Level 4: Psychological and quality of life assessment. Chronic pain, anxiety and depression often cause and effect each other. Assessing a patient's psychological and emotional state, stress levels, and the impact of the disease on social and work is an indispensable part of formulating a comprehensive rehabilitation plan.

Through these four levels of evaluation, doctors were able to draw a relatively complete "disease panorama" of the patient and clarify whether the dominant mechanism of the disease was "mucosal barrier type","neuroinflammation type","central sensitization type" or "mixed type".

Stratified diagnosis and treatment: Follow the "map" and implement personalized plans

With an accurate "navigation map", treatment can bid farewell to "one size fits all" and enter an orderly "hierarchical diagnosis and treatment" stage. Treatment strategies are advanced and combined in stages based on the main contradictions revealed by the assessment:

Basic level: Lifestyle and behavioral intervention. Important for all patients, including recording a urine diary to identify triggers, trying personalized dietary adjustments such as low acid/low histamine, performing bladder training, and learning stress management techniques (such as mindfulness, relaxation training).

First-line treatment layer: targeted locally for the bladder.

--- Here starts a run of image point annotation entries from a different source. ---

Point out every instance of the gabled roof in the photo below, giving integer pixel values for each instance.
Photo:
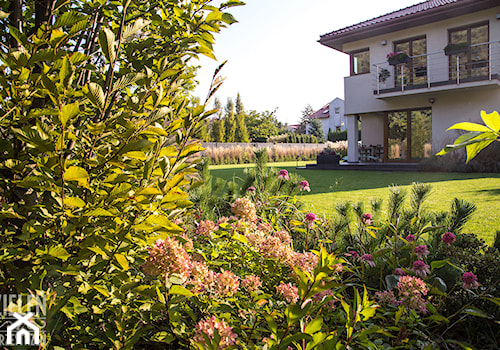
(422, 13)
(322, 113)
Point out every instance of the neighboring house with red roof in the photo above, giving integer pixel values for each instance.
(331, 116)
(406, 105)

For patients whose assessment shows that bladder mucosal lesions are the main focus, intravesical infusion of drugs (such as sodium hyaluronate and heparin) to repair the mucosal barrier is the core. For patients with symptoms of overactive bladder, oral drugs such as M receptor antagonists or β3 receptor agonists may be used.

Second-line treatment layer: for neuromodulation. If the assessment suggests that peripheral or central nerve sensitization is the main problem, treatment will include neuroregulatory drugs (such as gabapentin, pregabalin), tricyclic antidepressants (such as amitriptyline, which also has central analgesic effects), or consider minimally invasive treatments such as intravesical infusion of local anesthetics and intramuscular injection of botulinum toxin A under cystoscope.

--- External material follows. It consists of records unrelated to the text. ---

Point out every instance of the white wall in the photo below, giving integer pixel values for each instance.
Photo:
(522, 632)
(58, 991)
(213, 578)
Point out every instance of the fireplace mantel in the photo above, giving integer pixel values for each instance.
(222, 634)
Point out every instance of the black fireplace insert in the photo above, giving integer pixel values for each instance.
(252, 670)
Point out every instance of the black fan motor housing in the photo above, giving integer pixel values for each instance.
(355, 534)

Third-line treatment layer: Multidisciplinary integrated pain management. For patients with significant central sensitization or concurrent extensive pain (such as fibromyalgia), multidisciplinary team collaboration from urology, pain department, rehabilitation department, clinical psychology department and even traditional Chinese medicine department is needed. Treatment methods include cognitive behavioral therapy, specialized pain rehabilitation physical therapy, neuromodulation techniques (such as percutaneous electrical nerve stimulation), etc.

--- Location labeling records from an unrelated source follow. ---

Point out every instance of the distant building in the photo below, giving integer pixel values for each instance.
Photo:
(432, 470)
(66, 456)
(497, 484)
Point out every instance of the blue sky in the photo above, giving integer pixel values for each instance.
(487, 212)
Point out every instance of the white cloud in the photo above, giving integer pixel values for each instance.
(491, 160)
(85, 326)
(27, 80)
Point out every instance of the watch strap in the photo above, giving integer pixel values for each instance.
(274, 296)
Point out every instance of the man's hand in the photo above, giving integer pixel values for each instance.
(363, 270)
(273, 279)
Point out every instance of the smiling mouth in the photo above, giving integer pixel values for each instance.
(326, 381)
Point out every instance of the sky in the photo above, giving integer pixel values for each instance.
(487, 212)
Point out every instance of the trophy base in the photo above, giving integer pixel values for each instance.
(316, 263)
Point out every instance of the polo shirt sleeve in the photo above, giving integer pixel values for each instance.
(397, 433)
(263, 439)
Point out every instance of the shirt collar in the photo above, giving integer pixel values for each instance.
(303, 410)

Innovation and support level: Participate in clinical research and long-term management. For refractory patients, it is possible to understand whether there are suitable clinical studies on new drugs or new technologies. In addition, establishing long-term doctor-patient partnerships is crucial. Taking the Department of Urology of Shanghai Pudong Gongli Hospital as an example, they have achieved standardized and continuous management of patients by building an intelligent follow-up management platform. Patients can feed back symptoms and consult questions through the platform, and the medical team can remotely monitor changes in their condition and adjust treatment in a timely manner, ensuring the consolidation of treatment effects and long-term improvement of quality of life.

This model of "precise assessment + hierarchical diagnosis and treatment + intelligent management" represents Shanghai's advanced level in the diagnosis and treatment of urinary dysfunction diseases, especially difficult diseases such as interstitial cystitis. It not only relies on drugs and technology, but also embodies a modern medical model that is patient-centered and integrates bio-psychological-social factors. For patients, this means clearer treatment directions, fewer ineffective attempts and higher hope for improved quality of life. When seeking medical treatment in Shanghai, paying attention to whether medical institutions have such multi-dimensional assessment capabilities and multidisciplinary collaboration systems may be one of the keys to choice.